Loafe with me on the grass, loose the stop from your throat,
Not words, not music or rhyme I want, not custom or lecture, not
even the best,
Only the lull I like, the hum of your valved voice.
- Walt Whitman, “Song of Myself”
If I were teaching teachers, I would have them read this Economist article examining a newly published German study showing a strong positive correlation between urban dwellers and high levels of anxiety.
We would discuss the study and its methodology. We’d work our way through a round of “I noticed…” “I wonder…” “What if…” and then someone would hopefully notice the smallish size of the German study. Perhaps a hand would be raised and a “yeahbut” would be voiced.
“What about this,” I would ask, sharing with the assembled teachers this 2009 New York Times Magazine article about Dr. Jerome Kagan’s decades-long research into the origins and possible causes of anxiety.
Kagan has been compiling evidence since the late 80s that shows a connection between anxiety in infants and continued anxiety in those same subjects as they move into childhood, adolescence and eventually adulthood.
These teachers and I would discuss Kagan’s theories regarding those who are “wired to worry.” Again, I would query them on what they noticed, what they wondered and their what ifs.
Using some intertextual analysis, we would then start to make inferred connections between Kagan’s work and that of Dr. Andreas Meyer-Lindenberg, the author of the Economist study.
Wanting to learn alongside, I would posit the idea that one who is both wired for worry and raised in an urban environment would seem to have the proverbial deck stacked against him.
To this person, it would seem not only that the world is a highly unstable and difficult place, but that the environ within which he lives is only working to accentuate that instability. Despite his best intentions, this person will worry, doubt and second-guess more than his hypothetical twin separated at birth and raised in a nearby farm town.

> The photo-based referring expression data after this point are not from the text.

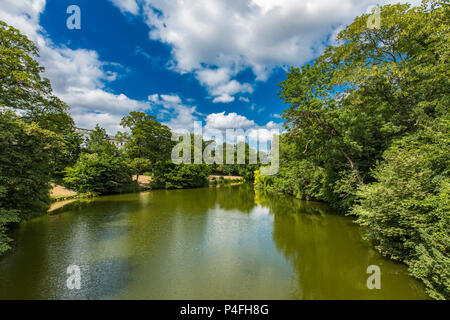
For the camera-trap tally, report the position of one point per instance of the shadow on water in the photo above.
(228, 242)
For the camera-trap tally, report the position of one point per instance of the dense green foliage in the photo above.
(35, 145)
(100, 174)
(407, 209)
(25, 170)
(178, 176)
(149, 140)
(102, 169)
(367, 132)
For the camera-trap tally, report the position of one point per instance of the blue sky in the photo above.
(215, 61)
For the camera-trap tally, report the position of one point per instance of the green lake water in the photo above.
(225, 243)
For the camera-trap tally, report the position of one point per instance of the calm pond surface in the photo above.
(226, 243)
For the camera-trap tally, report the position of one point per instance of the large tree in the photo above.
(25, 170)
(150, 140)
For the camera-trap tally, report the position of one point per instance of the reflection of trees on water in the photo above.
(327, 254)
(241, 197)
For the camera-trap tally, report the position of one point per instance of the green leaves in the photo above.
(21, 85)
(407, 209)
(100, 174)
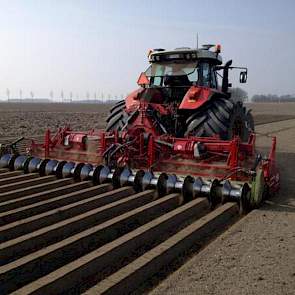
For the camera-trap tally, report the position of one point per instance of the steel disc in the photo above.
(67, 169)
(32, 166)
(19, 162)
(77, 171)
(50, 167)
(42, 166)
(5, 160)
(58, 171)
(187, 188)
(137, 185)
(84, 174)
(116, 177)
(125, 174)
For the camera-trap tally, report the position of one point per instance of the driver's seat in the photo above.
(172, 81)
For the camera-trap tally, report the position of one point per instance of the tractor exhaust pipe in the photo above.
(225, 83)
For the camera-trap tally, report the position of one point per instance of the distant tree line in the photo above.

Finally, to bring things back home, I would point these teachers to Sylvia Martinez’s reflections on a recent keynote by NYU Associate Professor Joshua Aronson. We would examine Aronson’s definition of the stereotype threat – being at risk of confirming, as self-characteristic, a negative stereotype about one’s group.
Simply putting a box to mark gender, for example, at the front of a math test significantly changed test scores – for both men and women. Compared to a test where gender was not asked for, if gender was asked for at the beginning of a test, boy’s scores went up, girls’ scores went down. If gender was asked at the end, boys’ scores went down, girls’ scores went up.
And then we would discuss the implications of these three assembled pieces on the practice of the teachers in the room.
The idea of urban anxiety makes sense to me. I saw it time and again teaching in Philadelphia. Students became distraught and anxious in the face of seemingly surmountable odds. Students completely capable of completing an assignment or understanding an idea shut down or expressed extreme doubt or anxiety. Whereas I could normally connect with and deescalate similar situations with ease, these moments required a level of effort I found deeply surprising.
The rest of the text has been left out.